Bahkan muncul usaha mengumpulkan uang koin, sebagai sindiran terhadap penguasa, sekaligus simbol keberpihakan kepada yang lemah.
Saat publik haus kebenaran dan layanan publik yang profesional, Rumah Sakit Omni lupa mencermati, fenomena keterbukaan pada era demokrasi tidak bisa dihindari. Apa pun yang dilakukan oleh siapa pun dapat terungkap transparan, terlebih ditunjang sistem informasi yang sangat canggih saat ini.

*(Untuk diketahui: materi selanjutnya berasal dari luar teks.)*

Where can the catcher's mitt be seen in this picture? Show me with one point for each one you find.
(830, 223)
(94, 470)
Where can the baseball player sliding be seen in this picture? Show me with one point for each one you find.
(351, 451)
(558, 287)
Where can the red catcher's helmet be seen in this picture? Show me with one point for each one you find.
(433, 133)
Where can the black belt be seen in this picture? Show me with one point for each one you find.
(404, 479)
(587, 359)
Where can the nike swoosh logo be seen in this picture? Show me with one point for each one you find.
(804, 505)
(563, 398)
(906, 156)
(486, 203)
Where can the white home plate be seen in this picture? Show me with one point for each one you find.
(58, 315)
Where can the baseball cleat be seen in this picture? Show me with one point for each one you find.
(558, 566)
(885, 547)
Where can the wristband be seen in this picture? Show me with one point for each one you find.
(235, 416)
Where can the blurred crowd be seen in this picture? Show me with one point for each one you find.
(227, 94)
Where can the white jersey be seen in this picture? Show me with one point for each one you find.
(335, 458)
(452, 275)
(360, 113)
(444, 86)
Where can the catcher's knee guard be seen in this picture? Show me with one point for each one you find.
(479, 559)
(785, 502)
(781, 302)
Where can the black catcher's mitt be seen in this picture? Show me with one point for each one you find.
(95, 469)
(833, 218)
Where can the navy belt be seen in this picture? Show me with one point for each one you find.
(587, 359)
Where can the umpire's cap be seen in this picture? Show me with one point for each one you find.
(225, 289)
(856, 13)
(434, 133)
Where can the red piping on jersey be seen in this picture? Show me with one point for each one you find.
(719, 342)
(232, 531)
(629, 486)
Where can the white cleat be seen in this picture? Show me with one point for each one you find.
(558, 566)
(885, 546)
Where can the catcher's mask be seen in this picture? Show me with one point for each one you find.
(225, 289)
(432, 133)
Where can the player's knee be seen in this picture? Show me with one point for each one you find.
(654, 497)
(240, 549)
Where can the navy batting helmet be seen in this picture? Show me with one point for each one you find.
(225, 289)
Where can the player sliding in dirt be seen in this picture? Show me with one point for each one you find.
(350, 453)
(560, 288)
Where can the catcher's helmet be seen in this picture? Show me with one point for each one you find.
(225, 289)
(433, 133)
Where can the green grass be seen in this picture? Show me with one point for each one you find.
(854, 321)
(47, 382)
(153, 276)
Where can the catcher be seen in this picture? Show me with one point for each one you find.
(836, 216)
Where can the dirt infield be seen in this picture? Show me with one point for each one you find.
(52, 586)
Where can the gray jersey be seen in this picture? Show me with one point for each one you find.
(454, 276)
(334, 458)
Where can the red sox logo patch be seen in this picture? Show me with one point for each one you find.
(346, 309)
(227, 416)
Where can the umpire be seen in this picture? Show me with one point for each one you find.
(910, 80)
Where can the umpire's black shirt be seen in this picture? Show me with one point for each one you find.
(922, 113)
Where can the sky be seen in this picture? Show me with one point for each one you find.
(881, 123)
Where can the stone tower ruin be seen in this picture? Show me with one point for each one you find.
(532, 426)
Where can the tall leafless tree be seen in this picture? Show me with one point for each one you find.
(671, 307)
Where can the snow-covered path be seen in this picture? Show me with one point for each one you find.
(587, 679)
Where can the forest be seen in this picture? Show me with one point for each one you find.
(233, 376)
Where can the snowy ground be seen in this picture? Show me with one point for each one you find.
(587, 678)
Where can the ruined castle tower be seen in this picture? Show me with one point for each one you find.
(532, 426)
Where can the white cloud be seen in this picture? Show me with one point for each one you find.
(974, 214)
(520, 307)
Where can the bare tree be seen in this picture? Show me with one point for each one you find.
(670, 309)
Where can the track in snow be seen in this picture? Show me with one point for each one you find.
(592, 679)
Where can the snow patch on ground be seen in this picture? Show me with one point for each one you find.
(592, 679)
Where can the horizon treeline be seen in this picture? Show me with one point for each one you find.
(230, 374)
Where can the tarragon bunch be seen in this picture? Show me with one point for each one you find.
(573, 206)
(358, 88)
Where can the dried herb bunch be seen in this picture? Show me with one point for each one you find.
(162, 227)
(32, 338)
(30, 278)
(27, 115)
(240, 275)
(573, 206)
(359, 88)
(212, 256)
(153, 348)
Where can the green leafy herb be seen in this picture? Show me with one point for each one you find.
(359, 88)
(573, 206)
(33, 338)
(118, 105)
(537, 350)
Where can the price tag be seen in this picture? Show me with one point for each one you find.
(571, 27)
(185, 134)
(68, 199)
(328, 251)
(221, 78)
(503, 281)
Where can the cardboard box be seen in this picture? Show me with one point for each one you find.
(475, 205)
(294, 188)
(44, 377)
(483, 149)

Mengatasi kasus Prita perlu ditinjau akar permasalahannya. Mengumpulkan dana untuk membantu bayar denda Rp 204 juta yang harus ditanggung Prita tidak memecahkan masalah. Kasus Prita hanya satu dari sekian banyak kasus pasien yang tidak terkuak. Menggugat Prita melalui jalur hukum, sebagai pasien yang telah banyak dirugikan, justru memberi cerminan lemahnya sistem atau tata kelola menyangkut jasa pelayanan rumah sakit yang sebenarnya merupakan tanggung jawab pemerintah.

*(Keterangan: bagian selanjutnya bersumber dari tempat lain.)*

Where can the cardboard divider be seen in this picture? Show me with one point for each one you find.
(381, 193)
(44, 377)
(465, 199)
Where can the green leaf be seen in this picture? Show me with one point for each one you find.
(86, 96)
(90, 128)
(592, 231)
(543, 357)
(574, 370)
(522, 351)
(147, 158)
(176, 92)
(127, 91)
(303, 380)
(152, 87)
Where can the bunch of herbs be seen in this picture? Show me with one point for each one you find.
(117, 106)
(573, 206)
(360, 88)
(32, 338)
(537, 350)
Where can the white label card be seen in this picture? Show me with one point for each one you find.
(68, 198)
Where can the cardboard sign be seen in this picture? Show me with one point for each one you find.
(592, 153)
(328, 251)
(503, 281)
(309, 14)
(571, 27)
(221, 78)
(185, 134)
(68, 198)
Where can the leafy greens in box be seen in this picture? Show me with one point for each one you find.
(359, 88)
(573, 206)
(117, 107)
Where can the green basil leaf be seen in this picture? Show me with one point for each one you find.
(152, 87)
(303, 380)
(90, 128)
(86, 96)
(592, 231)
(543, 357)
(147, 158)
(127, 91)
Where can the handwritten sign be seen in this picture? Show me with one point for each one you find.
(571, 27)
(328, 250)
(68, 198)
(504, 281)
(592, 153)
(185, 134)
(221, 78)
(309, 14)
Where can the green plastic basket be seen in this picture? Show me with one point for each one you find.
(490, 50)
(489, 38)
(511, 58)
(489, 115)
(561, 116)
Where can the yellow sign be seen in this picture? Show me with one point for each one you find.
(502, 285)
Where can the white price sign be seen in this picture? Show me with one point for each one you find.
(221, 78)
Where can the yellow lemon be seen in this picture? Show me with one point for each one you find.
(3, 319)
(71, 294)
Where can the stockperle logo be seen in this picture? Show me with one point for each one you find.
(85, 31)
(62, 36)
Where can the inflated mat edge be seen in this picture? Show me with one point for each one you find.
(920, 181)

Mendirikan rumah sakit, apalagi dengan cap bertaraf internasional, memerlukan modal tidak sedikit dan persyaratan komprehensif. Meskipun dianggap industri, pelayanan jasa rumah sakit tidak bisa disamakan dengan bisnis lain yang sifatnya mencari untung semata. Ada unsur kemanusiaan yang seharusnya melekat kental dalam nurani sewaktu berhadapan dengan konsumen.
Untuk itu, persyaratan utama yang sangat perlu diperhatikan adalah kualitas sumber daya manusianya. Dalam kasus Prita, khususnya para dokter, secanggih apa pun peralatannya, tetapi kalau tidak dijalankan sesuai prosedur standar operasional, hasilnya pasti akan merugikan pasien sekaligus menodai reputasi rumah sakit.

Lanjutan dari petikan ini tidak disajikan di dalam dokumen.